Computers are very similar to people in that they have a finite lifespan and like us, there are a number of afflictions that can cause a computer’s digital existence to cease. Most of these problems stem from careless handling, neglect, unhealthy environments and old age, leaving the average computer system’s longevity no more than ten years.
However, careless handling, maintenance and badly trained users can shorten a computer’s lifespan just as a careless lifestyle can cut shorten ours. Here is a list of the ten most common causes of catastrophic computer failure.
10. User errors – From not powering down properly to skipping scan disks, a user can seriously damage a computer’s hardware, particularly drives and processors by not following correct guidance in using their machine.
9. Faulty manufacture – years ago there were only a handful of companies producing PCs now it seems there are an almost infinite number of manufacturers and assemblers, some have vast experience and resources, others are no more than two guys in a garage so it is not surprising that an increasing number of computer systems are faulty when bought new.
8. Bad upgrades. It is not just computers themselves that are victims of bad workmanship, upgrades by inexperienced computer fitters can cause horrendous problems and faulty add-ons such as RAM can kill a processor instantly. Also attempting to ‘overclock’ a processor can often lead to a fatal melt-down.
7. USB Device Mishaps. It seems everything can be plugged into a USB these days. However, it maybe that your USB device is not suited to the operating system you use or it may be faulty leading to a fatal short circuit.
6. Power surge/cut. Power surges or unexpected power cuts can not only cause instant loss of data but can also fry a processor rendering it useless. It is not just power from the grid that causes problems either, lightning can surge through cables (even phone wires) frazzling your system and a build up of static can cause similar results.
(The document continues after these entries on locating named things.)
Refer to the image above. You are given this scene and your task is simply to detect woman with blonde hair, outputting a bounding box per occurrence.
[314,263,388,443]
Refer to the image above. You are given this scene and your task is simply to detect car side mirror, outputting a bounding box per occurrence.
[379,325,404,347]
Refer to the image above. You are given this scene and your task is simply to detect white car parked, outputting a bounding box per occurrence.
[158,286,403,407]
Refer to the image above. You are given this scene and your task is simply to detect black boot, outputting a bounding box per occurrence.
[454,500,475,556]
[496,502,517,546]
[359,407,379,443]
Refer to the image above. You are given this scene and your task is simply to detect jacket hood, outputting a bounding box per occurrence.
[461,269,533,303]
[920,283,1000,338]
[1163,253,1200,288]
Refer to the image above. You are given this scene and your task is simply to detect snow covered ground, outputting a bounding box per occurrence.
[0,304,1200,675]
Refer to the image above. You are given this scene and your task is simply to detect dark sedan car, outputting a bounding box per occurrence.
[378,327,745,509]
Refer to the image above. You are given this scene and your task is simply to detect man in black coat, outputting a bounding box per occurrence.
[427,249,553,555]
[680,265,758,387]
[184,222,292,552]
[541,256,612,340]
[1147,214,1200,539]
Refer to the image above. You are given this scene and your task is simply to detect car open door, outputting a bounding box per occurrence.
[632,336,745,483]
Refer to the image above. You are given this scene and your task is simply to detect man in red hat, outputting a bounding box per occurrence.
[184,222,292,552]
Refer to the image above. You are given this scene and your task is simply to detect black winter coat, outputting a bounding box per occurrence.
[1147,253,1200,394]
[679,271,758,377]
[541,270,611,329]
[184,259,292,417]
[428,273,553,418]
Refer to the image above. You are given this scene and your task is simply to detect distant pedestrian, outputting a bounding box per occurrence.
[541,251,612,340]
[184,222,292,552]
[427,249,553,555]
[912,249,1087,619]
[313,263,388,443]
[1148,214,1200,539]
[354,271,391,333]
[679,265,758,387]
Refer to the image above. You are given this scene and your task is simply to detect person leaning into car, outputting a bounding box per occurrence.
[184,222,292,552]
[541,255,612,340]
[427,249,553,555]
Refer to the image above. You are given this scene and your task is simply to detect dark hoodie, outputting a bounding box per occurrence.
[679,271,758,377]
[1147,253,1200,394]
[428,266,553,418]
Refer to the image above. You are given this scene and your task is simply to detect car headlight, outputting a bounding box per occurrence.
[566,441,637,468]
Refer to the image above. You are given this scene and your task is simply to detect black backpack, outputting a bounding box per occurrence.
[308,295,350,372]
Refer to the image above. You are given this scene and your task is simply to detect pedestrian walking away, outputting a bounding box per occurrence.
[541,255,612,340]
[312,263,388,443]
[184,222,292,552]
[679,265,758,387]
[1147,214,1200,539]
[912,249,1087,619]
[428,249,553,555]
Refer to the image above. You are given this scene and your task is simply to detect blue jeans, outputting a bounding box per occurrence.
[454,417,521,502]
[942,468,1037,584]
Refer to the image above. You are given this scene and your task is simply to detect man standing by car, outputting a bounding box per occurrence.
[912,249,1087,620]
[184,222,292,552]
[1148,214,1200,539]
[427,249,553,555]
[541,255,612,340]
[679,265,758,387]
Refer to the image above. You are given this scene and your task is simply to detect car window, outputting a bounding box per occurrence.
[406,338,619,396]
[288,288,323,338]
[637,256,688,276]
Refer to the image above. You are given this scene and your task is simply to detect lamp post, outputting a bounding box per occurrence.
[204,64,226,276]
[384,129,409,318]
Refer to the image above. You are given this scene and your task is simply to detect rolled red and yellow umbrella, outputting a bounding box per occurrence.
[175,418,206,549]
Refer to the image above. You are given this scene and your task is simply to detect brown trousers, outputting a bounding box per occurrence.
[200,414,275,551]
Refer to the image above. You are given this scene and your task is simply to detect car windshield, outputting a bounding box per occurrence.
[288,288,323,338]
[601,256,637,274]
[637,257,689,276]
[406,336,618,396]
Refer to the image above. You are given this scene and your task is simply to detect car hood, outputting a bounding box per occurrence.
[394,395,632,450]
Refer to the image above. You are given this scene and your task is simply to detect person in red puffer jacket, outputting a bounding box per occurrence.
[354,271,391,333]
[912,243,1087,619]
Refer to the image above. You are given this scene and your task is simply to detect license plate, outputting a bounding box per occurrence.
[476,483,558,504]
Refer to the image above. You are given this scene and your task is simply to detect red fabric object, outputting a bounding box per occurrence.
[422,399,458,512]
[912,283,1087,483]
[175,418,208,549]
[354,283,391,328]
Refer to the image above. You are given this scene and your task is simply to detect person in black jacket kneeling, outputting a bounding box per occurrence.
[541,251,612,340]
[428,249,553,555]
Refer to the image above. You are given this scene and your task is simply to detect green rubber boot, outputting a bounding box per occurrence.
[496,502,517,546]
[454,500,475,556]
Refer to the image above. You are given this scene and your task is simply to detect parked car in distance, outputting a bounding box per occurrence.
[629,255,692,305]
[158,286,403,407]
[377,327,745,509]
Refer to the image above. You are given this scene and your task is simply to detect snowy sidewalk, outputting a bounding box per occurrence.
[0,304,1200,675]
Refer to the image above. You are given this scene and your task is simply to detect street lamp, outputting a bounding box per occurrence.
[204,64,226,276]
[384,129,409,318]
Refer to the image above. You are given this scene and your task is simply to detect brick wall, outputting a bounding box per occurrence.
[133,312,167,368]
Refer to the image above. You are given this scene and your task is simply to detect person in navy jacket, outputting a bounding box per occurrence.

5. Dust. A dusty environment will clog a computer and block cooling vents causing a computer to overheat. Dust can also contain conductive material and particles can stick to circuit boards and cause a short circuit. Even home computers if not properly cleaned can succumb to problems caused by too much dust.
4. Water/fluids. Of course computers are electrical and with all electrical equipment, computers and water do not mix, just one spilt cup of coffee could see the end of your PC.
3. Heat. Processors can run exceptionally hot and if a computers cooling system is inadequate (because the machine has been upgraded, overclocked or just clogged up with dust and grime) it will only be a matter of time before it packs up for good.
2. Cold. Just as with heat, computers don’t enjoy the cold too much either. Processors will not operate at all if the operating temperature is too cold and Processors can permanently freeze up if the temperature drops too much.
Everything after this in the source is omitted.